Tandem mass spectrometry (MS/MS) allows for protein and peptide sequencing and has therefore evolved as an indispensable tool for protein recognition, structure elucidation, and characterization of PTMs. Figure 5 shows examples of ES Q-ToF MS/MS analyses of peptides for amino acid sequence information (A) and detection of site of phosphorylation (B). Sequence analysis of peptides by collision-induced dissociation (CID) during MS/MS48 is a favorable alternative to the classical sequencing performed by the Edman degradation technique.49 In contrast to Edman degradation, which remains valuable for N-terminal sequencing of large amounts of relatively pure peptides, MS/MS analysis can be used for the sequencing of peptides present in mixtures or blocked at the N-terminus of the sequence. The recent advances in coupling a MALDI ion source to ion trap,50 ToF/ToF,51 and Q-ToF52 mass spectrometers provide enhanced opportunities for high-throughput analyses.

Figure 5.

Sequencing of peptides using MS/MS. Peptide fragmentation by collisionally activated dissociation (CAD) during MS/MS48 allows the recognition of complete or partial peptide sequence. Following collisional activation, the peptides undergo fragmentation along the backbone or in their side chains giving rise to product ions that can be attributed to the amino acid sequence. The nomenclature for classifying these ions allows the labeling of all the various fragment ions. The 3 possible cleavage points of the peptide backbone are called an,bn, and cn when the charge is retained at the N-terminal fragment of the peptide, and xm,ym, and zm when the charge is retained by the C-terminal fragment. The subscripts n and m indicate which amide bond is cleaved counting from the N- and C-terminus, respectively, and thus also the number of amino acid residues contained by the fragment ion. Immonium ions and internal fragments are usually labeled with the letter codes of the amino acids (not indicated in this figure). Product ions derived from fragmentation at the side chain of the peptide (labeled d, v, and w) are not discussed here. Panel A illustrates the ES Q-ToF product ion spectrum of [M+2H]2+ at 768 m/z, corresponding to fibrinogen αA from rat hepatocytes, following digestion with trypsin, where [M+2H]2+ denotes the doubly charged precursor ion selected for fragmentation. An almost complete series of b and y ions was obtained in this analysis resulting in a facile identification of the peptide sequence. Panel B illustrates the application of MS/MS analysis for the search for sites of phosphorylation. The product ion spectrum, recorded in positive mode, was obtained from the 1-dimensional liquid chromatography-tandem electrospray mass spectrometry analysis (LC-MS/MS) of a phosphorylated peptide. The signals between 1200 and 2000 m/z are magnified by a factor of 2.5. The sites of phosphorylation are searched by scanning for loss of phosphate or for characteristic immonium ions (Figure 7). [M+2H]2+ denotes the doubly charged precursor ion selected for fragmentation, and the [M+2H]2+-H3PO4 denotes the characteristic loss of the phosphate moiety from the precursor ion.

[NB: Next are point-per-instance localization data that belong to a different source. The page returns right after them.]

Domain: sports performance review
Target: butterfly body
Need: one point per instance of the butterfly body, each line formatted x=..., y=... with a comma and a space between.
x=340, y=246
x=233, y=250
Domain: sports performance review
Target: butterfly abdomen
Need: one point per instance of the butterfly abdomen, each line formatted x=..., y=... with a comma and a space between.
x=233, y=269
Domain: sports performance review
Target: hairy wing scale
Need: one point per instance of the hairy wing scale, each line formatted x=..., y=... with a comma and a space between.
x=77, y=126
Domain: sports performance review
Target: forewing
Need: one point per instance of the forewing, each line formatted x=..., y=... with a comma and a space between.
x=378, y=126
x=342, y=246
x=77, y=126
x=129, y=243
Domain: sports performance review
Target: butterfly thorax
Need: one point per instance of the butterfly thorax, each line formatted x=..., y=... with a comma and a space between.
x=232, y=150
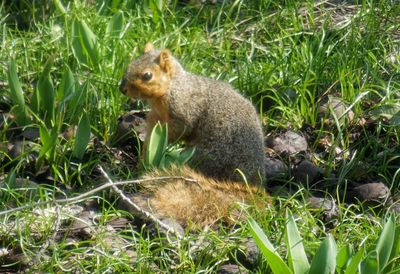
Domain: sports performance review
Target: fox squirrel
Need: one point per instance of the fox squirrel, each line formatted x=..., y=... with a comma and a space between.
x=205, y=113
x=210, y=115
x=204, y=202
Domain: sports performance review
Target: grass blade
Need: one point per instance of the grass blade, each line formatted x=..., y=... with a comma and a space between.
x=343, y=258
x=324, y=260
x=156, y=146
x=370, y=264
x=116, y=25
x=17, y=95
x=297, y=255
x=60, y=7
x=82, y=137
x=354, y=263
x=276, y=263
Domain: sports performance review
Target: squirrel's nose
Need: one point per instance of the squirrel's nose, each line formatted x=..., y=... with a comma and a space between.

The development of computer algorithms that can correlate the data obtained from MS and MS/MS analyses with databases enables one to use either peptide mass fingerprint information or MS/MS CID data to recognize a protein.53,54 Recently developed algorithms allow the search of uninterpreted or partially interpreted MS/MS spectra,55,56 for example, SEQUEST,55 Mascot, PepFrag, Sonar, XProteo, and MS-Tag. The programs search for all peptides present in databases that have the same mass as the precursor ion selected by the user, predict the principal fragment ions that would be expected for these database peptides, and then match these with the experimental data. In this way the original peptide can be identified in terms of amino acid sequence and the protein from which it originated deduced. The confidence in the result obtained can be increased using a variety of peptide derivatization methods57,58 designed to obtain a specific set of parameters to be included in the algorithms for database search, which would reduce the ambiguity of the sequence.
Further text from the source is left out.